Morgan dismisses structural separation as " a simplistic argument that has not found favour in any major market where incumbents remain vertically integrated and understandings of open access focus on non discriminatory access to anchor products such as bitstream rather than separation."
He claims it is an argument that has "seduced the expert panel advising the government," and that it "must have also brought comfort to the ACCC whose attitude toward Telstra's has been understandably coloured by the vilification it has suffered in recent years."
However it is hard to see how Morgan can vouch for the Expert Panel's seduction, as only a couple of pages of its report has been released and these make reference only "the desirability for a wholesale-only provider of any bottleneck infrastructure,"

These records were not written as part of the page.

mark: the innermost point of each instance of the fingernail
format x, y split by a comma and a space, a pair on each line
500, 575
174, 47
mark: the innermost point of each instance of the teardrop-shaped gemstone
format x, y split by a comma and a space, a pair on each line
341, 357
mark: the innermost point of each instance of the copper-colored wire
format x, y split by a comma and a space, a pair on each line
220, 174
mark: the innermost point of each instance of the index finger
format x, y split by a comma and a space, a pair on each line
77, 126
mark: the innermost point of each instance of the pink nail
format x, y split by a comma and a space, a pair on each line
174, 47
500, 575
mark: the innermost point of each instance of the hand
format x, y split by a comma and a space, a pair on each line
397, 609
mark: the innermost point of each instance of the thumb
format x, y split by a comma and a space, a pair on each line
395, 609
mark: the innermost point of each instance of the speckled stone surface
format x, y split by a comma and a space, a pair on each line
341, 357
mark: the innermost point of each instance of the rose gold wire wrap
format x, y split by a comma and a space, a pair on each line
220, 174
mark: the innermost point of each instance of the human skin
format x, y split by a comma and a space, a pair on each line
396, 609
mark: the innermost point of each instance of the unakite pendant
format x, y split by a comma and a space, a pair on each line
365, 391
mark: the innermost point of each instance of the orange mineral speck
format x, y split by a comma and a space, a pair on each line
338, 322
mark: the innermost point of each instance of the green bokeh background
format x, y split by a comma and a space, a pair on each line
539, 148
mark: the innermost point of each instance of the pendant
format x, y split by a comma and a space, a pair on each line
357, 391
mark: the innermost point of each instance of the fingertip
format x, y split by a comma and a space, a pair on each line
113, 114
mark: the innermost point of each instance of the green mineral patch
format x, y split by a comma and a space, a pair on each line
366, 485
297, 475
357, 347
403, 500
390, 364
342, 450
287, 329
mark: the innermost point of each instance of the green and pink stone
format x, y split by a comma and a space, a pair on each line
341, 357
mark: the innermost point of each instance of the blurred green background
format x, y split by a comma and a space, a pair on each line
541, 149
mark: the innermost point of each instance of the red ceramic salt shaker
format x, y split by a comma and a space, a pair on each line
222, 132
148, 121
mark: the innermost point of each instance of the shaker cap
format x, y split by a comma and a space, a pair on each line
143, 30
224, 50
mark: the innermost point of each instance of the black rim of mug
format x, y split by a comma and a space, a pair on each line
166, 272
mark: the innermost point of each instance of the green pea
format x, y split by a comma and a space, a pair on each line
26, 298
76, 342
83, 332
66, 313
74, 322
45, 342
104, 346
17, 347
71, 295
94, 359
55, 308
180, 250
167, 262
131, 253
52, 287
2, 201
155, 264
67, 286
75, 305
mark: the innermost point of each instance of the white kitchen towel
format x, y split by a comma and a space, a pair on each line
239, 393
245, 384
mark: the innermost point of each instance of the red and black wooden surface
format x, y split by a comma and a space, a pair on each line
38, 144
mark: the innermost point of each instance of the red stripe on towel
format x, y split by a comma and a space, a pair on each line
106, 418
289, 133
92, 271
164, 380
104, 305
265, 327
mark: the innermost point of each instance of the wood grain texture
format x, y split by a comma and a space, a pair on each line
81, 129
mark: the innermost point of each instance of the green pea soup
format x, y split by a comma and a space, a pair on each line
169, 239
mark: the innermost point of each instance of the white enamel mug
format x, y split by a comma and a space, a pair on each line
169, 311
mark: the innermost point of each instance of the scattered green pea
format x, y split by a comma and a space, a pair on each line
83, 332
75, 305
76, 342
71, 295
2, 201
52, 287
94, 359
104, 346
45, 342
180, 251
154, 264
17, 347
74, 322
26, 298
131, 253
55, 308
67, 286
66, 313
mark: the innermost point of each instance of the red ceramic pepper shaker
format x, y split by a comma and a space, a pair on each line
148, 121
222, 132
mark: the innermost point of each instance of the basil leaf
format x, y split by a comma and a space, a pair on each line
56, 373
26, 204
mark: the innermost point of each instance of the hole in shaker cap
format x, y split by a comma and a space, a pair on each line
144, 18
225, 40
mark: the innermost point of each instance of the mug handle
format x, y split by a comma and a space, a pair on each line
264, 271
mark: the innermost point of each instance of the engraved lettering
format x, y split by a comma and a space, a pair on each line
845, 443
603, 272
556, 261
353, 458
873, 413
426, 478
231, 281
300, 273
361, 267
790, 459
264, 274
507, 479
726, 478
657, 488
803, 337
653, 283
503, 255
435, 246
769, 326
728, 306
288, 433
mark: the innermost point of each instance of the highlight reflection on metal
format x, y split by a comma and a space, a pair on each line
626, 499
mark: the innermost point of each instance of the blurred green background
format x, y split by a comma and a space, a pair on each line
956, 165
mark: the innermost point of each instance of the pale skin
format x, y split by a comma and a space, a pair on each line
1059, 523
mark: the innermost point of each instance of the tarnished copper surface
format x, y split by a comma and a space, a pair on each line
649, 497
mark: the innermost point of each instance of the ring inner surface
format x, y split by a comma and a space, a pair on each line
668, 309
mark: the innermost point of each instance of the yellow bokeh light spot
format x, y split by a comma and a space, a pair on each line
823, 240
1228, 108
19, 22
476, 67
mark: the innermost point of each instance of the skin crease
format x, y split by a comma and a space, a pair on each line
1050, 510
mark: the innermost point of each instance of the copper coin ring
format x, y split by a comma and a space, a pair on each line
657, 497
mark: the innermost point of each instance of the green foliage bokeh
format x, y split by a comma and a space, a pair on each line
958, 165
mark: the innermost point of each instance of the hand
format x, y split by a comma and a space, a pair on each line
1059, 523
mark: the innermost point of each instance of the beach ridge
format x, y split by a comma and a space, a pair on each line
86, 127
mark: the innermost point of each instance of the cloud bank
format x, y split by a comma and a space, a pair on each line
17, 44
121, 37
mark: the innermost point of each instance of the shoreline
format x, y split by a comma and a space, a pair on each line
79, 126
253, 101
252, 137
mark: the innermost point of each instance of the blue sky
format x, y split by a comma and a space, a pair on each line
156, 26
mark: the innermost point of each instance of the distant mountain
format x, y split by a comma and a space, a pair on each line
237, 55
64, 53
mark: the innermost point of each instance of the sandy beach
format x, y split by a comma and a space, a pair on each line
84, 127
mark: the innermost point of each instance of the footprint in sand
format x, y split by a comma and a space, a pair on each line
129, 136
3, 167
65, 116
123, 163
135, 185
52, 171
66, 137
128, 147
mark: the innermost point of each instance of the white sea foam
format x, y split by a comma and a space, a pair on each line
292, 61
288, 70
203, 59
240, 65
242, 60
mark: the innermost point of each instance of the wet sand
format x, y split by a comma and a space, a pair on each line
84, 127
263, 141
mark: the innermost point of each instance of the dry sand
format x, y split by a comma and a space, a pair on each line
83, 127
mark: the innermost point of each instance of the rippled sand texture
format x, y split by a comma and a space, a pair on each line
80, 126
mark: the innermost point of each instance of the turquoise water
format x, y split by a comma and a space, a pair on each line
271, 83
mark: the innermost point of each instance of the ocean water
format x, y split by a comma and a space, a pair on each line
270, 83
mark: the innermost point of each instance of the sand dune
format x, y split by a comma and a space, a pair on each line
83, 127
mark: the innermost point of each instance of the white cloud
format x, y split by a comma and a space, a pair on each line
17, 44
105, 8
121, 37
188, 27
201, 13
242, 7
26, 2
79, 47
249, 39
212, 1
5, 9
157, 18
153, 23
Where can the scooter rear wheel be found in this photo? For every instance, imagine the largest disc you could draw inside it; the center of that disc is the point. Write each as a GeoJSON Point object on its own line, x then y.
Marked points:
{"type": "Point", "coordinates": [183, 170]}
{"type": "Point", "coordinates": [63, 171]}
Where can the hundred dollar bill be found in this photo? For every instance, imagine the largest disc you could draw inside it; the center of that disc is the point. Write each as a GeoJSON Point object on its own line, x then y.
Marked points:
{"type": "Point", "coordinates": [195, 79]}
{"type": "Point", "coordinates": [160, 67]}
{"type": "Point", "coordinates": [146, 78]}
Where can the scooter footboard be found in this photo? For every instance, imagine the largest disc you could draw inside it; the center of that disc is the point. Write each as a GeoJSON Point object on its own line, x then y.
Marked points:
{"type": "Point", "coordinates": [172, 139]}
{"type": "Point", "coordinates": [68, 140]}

The ACCC meanwhile has come out in its submission
unambiguously on the side of structural separation saying "The ACCC considers that structural separation is the only regulatory arrangement that will in practical terms address Telstra's incentives and ability to discriminate against its competitors and thereby ensure equivalence...Structural separation is the legal separation of Telstra's assets and activities into separate corporate entities with entirely separate owners/shareholders."